Myself, I consider it something of a wonder that Whitacre hasn’t been staged at Big Ears or some such festival. His work certainly falls in line with some of the fringe elements commonly found at the Knoxville-based festival. Outside of “Sleep” and other works by his friend Silvestri, Whitacre tends to favor lyrics by E. E. Cummings and the celebrated Mexican diplomat and malcontent Octavio Paz. The latter’s poem “El cántaro roto” (along with a little bit of “Agua nocturna”) became the text for Whitacre’s piece “Cloudburst,” which features more vocal tone clusters, plus spoken word, hidden handbells, and the choir doing that snapping-clapping thing we all did at summer camp to create a rainstorm sound.
Hay que dormir con los ojos abiertos,
hay que soñar con les manos,
soñemos sueños activos de río buscando su cauce,
sueños de sol soñando sus mundos
(We must sleep with open eyes,
we must dream with our hands,
we must dream the dreams of a river seeking its course,
of the sun dreaming its worlds)
It is perhaps valuable in the throes of our current American culture for people to consider exquisite music by a white Nevadan containing lyrics by a late Mexican semi-socialist and statesman. In short, “Cloudburst” was important music ever since it was first written; now it is important for a whole new reason.

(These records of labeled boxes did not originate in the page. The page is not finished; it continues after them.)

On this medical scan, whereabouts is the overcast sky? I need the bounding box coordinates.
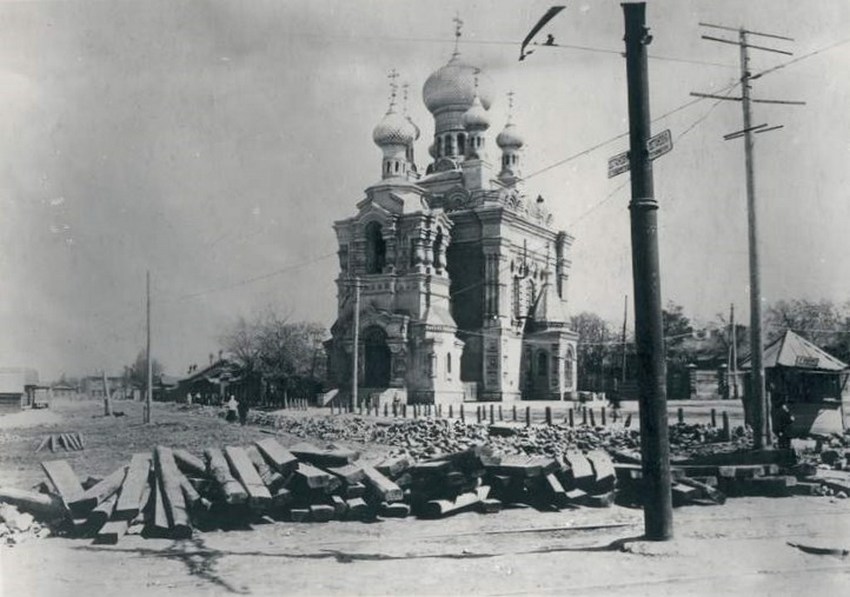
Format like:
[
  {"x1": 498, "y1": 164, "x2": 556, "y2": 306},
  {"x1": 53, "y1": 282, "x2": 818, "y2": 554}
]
[{"x1": 0, "y1": 0, "x2": 850, "y2": 380}]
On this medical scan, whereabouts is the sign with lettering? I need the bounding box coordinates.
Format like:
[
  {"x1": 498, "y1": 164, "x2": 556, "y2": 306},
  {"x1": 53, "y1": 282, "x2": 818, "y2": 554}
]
[{"x1": 608, "y1": 129, "x2": 673, "y2": 178}]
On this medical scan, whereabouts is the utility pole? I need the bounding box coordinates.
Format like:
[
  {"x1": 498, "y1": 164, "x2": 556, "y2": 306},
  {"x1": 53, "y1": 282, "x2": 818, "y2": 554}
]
[
  {"x1": 691, "y1": 23, "x2": 805, "y2": 450},
  {"x1": 351, "y1": 276, "x2": 360, "y2": 411},
  {"x1": 143, "y1": 270, "x2": 153, "y2": 423},
  {"x1": 620, "y1": 294, "x2": 629, "y2": 383},
  {"x1": 728, "y1": 303, "x2": 738, "y2": 400},
  {"x1": 622, "y1": 2, "x2": 673, "y2": 541}
]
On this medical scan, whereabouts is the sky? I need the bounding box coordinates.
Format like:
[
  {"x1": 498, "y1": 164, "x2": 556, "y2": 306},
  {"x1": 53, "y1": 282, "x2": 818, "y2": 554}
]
[{"x1": 0, "y1": 0, "x2": 850, "y2": 381}]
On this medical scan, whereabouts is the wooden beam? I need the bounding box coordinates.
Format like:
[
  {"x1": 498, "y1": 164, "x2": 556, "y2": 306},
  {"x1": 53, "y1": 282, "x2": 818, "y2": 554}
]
[
  {"x1": 204, "y1": 448, "x2": 248, "y2": 504},
  {"x1": 115, "y1": 452, "x2": 151, "y2": 520},
  {"x1": 224, "y1": 446, "x2": 272, "y2": 510},
  {"x1": 154, "y1": 446, "x2": 192, "y2": 539},
  {"x1": 41, "y1": 460, "x2": 86, "y2": 512}
]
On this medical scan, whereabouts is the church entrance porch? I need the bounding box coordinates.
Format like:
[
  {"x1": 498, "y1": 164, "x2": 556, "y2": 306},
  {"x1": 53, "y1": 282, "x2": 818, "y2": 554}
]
[{"x1": 362, "y1": 326, "x2": 392, "y2": 388}]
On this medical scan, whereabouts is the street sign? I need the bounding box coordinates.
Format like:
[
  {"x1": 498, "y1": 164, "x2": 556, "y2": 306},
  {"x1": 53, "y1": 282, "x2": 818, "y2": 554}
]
[{"x1": 608, "y1": 129, "x2": 673, "y2": 178}]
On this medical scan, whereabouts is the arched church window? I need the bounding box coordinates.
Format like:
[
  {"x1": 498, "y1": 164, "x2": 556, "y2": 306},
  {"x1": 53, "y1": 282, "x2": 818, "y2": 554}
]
[
  {"x1": 432, "y1": 227, "x2": 443, "y2": 271},
  {"x1": 366, "y1": 222, "x2": 387, "y2": 274},
  {"x1": 537, "y1": 350, "x2": 549, "y2": 377}
]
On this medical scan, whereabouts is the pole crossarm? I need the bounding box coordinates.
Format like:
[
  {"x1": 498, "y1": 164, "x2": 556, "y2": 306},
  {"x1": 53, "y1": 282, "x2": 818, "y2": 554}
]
[{"x1": 702, "y1": 35, "x2": 794, "y2": 56}]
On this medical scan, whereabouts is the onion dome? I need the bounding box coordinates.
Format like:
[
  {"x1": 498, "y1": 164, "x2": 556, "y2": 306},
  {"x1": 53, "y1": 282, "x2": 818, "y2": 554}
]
[
  {"x1": 496, "y1": 122, "x2": 525, "y2": 149},
  {"x1": 463, "y1": 94, "x2": 490, "y2": 131},
  {"x1": 422, "y1": 53, "x2": 493, "y2": 114},
  {"x1": 372, "y1": 108, "x2": 419, "y2": 146}
]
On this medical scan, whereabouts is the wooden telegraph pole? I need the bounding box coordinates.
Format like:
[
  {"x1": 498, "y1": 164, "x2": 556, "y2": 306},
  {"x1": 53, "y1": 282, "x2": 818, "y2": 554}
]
[
  {"x1": 144, "y1": 270, "x2": 153, "y2": 423},
  {"x1": 691, "y1": 23, "x2": 805, "y2": 449},
  {"x1": 622, "y1": 2, "x2": 673, "y2": 541},
  {"x1": 351, "y1": 276, "x2": 360, "y2": 412}
]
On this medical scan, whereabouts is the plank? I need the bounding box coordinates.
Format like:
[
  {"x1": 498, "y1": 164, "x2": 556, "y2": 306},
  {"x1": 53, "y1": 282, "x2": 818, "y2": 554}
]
[
  {"x1": 326, "y1": 464, "x2": 364, "y2": 485},
  {"x1": 94, "y1": 520, "x2": 130, "y2": 545},
  {"x1": 375, "y1": 456, "x2": 410, "y2": 479},
  {"x1": 0, "y1": 487, "x2": 65, "y2": 520},
  {"x1": 295, "y1": 462, "x2": 331, "y2": 489},
  {"x1": 173, "y1": 448, "x2": 207, "y2": 477},
  {"x1": 245, "y1": 445, "x2": 286, "y2": 492},
  {"x1": 564, "y1": 450, "x2": 595, "y2": 483},
  {"x1": 86, "y1": 493, "x2": 118, "y2": 534},
  {"x1": 224, "y1": 446, "x2": 272, "y2": 510},
  {"x1": 289, "y1": 442, "x2": 360, "y2": 467},
  {"x1": 204, "y1": 448, "x2": 248, "y2": 504},
  {"x1": 69, "y1": 466, "x2": 127, "y2": 516},
  {"x1": 154, "y1": 446, "x2": 192, "y2": 539},
  {"x1": 363, "y1": 466, "x2": 404, "y2": 502},
  {"x1": 115, "y1": 452, "x2": 151, "y2": 520},
  {"x1": 254, "y1": 437, "x2": 298, "y2": 475},
  {"x1": 41, "y1": 460, "x2": 85, "y2": 512}
]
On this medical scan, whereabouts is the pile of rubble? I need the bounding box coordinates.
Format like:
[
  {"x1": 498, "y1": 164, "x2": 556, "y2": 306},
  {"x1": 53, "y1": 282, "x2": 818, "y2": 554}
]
[{"x1": 245, "y1": 412, "x2": 752, "y2": 459}]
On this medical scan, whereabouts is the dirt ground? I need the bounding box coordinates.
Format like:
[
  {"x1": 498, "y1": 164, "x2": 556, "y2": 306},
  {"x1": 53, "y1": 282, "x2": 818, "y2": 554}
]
[{"x1": 0, "y1": 403, "x2": 850, "y2": 596}]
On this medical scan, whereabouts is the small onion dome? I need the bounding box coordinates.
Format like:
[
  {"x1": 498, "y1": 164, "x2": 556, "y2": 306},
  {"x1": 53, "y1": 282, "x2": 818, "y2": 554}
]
[
  {"x1": 422, "y1": 54, "x2": 493, "y2": 114},
  {"x1": 372, "y1": 110, "x2": 418, "y2": 146},
  {"x1": 463, "y1": 94, "x2": 490, "y2": 131},
  {"x1": 405, "y1": 116, "x2": 422, "y2": 141},
  {"x1": 496, "y1": 122, "x2": 525, "y2": 149}
]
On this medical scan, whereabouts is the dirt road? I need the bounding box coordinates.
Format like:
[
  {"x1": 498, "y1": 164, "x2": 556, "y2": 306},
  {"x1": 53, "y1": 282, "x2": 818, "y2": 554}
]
[{"x1": 0, "y1": 497, "x2": 850, "y2": 597}]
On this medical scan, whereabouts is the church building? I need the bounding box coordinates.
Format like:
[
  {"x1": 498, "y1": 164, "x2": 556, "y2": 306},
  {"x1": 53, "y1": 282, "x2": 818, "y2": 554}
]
[{"x1": 327, "y1": 24, "x2": 577, "y2": 404}]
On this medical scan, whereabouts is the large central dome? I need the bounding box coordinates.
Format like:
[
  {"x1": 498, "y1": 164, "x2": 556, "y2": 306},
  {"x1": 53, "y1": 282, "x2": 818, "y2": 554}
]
[{"x1": 422, "y1": 54, "x2": 493, "y2": 114}]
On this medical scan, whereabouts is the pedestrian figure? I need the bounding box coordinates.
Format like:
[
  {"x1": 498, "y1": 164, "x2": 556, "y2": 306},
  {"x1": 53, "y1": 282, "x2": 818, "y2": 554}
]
[
  {"x1": 225, "y1": 394, "x2": 239, "y2": 423},
  {"x1": 237, "y1": 398, "x2": 250, "y2": 425}
]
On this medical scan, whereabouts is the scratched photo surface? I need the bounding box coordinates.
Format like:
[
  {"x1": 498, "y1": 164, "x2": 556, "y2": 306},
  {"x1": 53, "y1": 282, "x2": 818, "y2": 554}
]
[{"x1": 0, "y1": 0, "x2": 850, "y2": 596}]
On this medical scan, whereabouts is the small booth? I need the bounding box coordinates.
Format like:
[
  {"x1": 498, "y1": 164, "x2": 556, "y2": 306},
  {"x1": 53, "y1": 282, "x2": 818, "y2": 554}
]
[{"x1": 741, "y1": 330, "x2": 848, "y2": 437}]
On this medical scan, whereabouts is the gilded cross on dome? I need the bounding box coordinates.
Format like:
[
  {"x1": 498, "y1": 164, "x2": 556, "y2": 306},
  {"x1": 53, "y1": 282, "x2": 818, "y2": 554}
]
[
  {"x1": 452, "y1": 13, "x2": 463, "y2": 56},
  {"x1": 387, "y1": 69, "x2": 399, "y2": 111}
]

Choral music is normally separate from the centripetal upheaval of popular American tunes. Few people talking at the water cooler the week after the Grammys are concerned with anything outside of the Pop, R&B, Country, and Rock fields (who knew that Randy Newman won a Grammy last year!). As such, the standout choral or instrumental pieces take a little longer to rise to the top. We’re all familiar with Gershwin, Holst, and Handel, but most of our brains go fuzzy after Duke Ellington. For those paying attention to such things, though, Eric Whitacre is the cream of the new crop. For the wider audience—for anyone whose emotions are brought to the forefront by music—he is most certainly worthy of an uninterrupted listen. But take care; he might open your ears to a world of delight that never made the pop charts.